Gold falls 3% after Fed remarks that are hawkish spark a market sell-off
Gold prices fell 3% on the Friday, as a result of a wider market sell-off sparked off by hawkish comments from U.S. Federal Reserve officials. This dimmed hopes for an interest rate reduction in December.
As of 02:33 pm, spot gold dropped 1.9%, to $4,092.72 an ounce. ET (1933 GMT) after falling more than 3% earlier in session. But bullion has gained 2.3% this week.
U.S. gold futures for December delivery settled 2.4% lower at $4,094.20.
David Meger is the director of metals at High Ridge Futures. He said that the idea that there will be a lower likelihood of a Fed cut in December has taken some of the wind from the silver and gold markets.

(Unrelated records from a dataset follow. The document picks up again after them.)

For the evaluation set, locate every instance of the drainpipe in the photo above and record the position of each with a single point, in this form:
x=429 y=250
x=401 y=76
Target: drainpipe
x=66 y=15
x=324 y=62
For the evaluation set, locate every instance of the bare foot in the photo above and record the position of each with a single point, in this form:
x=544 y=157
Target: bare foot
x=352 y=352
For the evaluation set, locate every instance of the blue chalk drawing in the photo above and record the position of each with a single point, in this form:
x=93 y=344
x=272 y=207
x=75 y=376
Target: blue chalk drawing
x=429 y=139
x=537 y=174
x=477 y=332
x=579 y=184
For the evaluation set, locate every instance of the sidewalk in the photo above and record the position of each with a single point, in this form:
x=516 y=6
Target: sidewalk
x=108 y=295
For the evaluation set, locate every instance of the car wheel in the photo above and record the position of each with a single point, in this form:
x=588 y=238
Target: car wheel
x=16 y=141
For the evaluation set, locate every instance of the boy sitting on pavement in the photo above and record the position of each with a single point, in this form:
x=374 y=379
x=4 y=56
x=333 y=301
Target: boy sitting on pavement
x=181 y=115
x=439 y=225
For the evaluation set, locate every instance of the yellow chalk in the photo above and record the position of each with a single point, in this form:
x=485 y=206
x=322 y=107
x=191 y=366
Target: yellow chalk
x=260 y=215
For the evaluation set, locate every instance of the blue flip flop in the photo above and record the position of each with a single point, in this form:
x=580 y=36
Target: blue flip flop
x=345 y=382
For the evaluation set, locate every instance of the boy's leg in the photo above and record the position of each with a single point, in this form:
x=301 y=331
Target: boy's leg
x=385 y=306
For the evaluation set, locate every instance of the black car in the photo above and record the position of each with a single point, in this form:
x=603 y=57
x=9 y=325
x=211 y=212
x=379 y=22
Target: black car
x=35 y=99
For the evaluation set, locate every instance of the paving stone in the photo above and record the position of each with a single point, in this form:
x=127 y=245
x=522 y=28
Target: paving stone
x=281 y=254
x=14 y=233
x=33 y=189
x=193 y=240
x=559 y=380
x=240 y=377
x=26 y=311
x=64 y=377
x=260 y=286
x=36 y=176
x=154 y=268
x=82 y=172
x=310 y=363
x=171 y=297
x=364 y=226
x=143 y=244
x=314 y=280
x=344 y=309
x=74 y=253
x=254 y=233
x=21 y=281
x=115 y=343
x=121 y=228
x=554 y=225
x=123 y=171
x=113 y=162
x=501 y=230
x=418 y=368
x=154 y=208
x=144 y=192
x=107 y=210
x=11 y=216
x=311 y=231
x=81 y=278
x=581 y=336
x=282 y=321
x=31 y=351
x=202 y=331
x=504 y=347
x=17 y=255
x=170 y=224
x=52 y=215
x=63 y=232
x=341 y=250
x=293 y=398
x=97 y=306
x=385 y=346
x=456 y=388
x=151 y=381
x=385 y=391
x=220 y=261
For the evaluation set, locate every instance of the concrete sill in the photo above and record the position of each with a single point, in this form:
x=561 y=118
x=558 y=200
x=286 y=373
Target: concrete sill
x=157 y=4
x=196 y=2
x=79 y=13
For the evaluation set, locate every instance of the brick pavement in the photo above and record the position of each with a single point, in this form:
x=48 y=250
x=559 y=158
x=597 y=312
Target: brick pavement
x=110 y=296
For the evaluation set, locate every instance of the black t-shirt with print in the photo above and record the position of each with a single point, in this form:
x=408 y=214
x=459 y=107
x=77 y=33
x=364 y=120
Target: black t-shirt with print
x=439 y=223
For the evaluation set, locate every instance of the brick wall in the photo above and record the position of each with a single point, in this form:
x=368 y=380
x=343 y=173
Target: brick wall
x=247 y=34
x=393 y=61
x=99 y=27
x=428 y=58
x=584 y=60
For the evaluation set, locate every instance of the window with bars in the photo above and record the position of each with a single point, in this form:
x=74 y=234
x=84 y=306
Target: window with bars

The equity markets fell after the global sell-off caused by Fed hawkish signals.
The Fed and traders are now in the dark ahead of the next policy meeting due to the longest U.S. shutdown.
Investors were hoping that fresh data would indicate a slowing of the economy, giving the Fed the room to reduce rates in December. This would boost the appeal for non-yielding metals like gold.
These expectations dwindled as more Fed policymakers took a cautious approach to additional monetary ease.
The FedWatch tool of CME Group showed that market expectations for a rate cut of 25 basis points next month dropped to almost 46% from 50% earlier in the week.
Gold that does not yield tends to do well in periods of economic instability and low interest rates.
When margin calls or liquidations occur, traders will close all positions to release margin. In this environment of risk-off, even gold prices are down. This is partly explained by Fawad Rasaqzada's note, a market analyst for City Index and FOREX.com.
The demand for physical gold in major Asian markets has been subdued over the past week.
Silver spot fell 2.8%, to $50.84 an ounce, but is still on course for a 5.2% weekly gain.
Palladium fell 2.8%, to $1,387.25, while platinum dropped 2.1%, to $1,547.30. Both metals have been on the rise for this week. (Reporting from Noel John in Bengalur; Additional reporting by Sarah Qureshi, Editing by Leroy Leo & Diane Craft).
(source: Reuters)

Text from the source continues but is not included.